夫婦別姓を選べない今の法制度は、法の下の平等を求める憲法に反するなどとして、ソフトウェア会社「サイボウズ」の青野慶久社長らが国に損害賠償を求めた訴訟の判決が3月25日午後、東京地裁であった。中吉徹郎裁判長は原告側の請求を退けた。(UPDATE 2019/03/25 14:45)
原告側は、控訴する方針。
判決は、現行の法律では、個人が社会で使う法律上の氏はひとつであると指摘。日本人同士の結婚で旧姓を名乗れるようにすることで、法律上の氏が2つになるのは、現在の法律で予定されていないと述べた。
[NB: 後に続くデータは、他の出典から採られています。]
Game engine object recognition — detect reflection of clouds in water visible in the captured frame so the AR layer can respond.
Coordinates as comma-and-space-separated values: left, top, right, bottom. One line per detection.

原告側が用いた民法上の氏と、戸籍法の上の氏を区別する論法に対して、独自の見解で採用することはできないと退けた。 夫婦別姓を認めない民法750条の影響で生じている不利益を解消するかどうかは、国会の立法裁量に委ねるべきと指摘した。
訴訟を担当した作花知志弁護士によると、判決は「民法を改正せずに戸籍法を変えるのは法体系に反する」という、国側の主張を全面的に認めたという。
■原告側は「戸籍法上の不備」と指摘していた。
原告側は、日本人同士の離婚、日本人と外国人の結婚、離婚では、戸籍上の氏を選択できるのに、日本人同士の結婚だけ認められていないのは、戸籍法上の不備だと指摘。
家族に関する法律は、個人の尊厳などに基づいて制定すべきと定めた憲法24条などに反すると訴えている。
その上で、日本人同士の結婚でも旧姓が名乗れるよう、戸籍法に新たなルールを設けるよう提案している。
一方国側は、夫婦別姓を認めない民法750条を改正せずに、民法に関する手続きを定めている戸籍法を変えるのは、法体系を無視していると反論している。
民法750条は、日本人同士で結婚すると、夫か妻のどちらかの氏(姓)を選ばなければならないと定めている。
離婚すると旧姓に戻るが、日常生活や仕事上で不都合が生じるため、戸籍法の制度で、婚姻時の氏を名乗ることができる。
外国人との結婚も、戸籍上は外国人配偶者の氏を名乗るかを選択でき、離婚した場合、そのまま使い続けるか、旧姓に戻すかを選べる。
日本人同士の結婚だけ、「名乗る氏」が選べない状態となっている。
2015年の別の夫婦別姓訴訟では、民法750条が「合憲」と判断された。そのため今回の訴訟は、戸籍法上の不備という論法を用いて、選択的夫婦別姓の実現を求めている。
訴訟を担当する作花知志弁護士は、ハフポスト日本版の取材に対して、「裁判所内にも、別姓を求める声がある」と期待を語っている。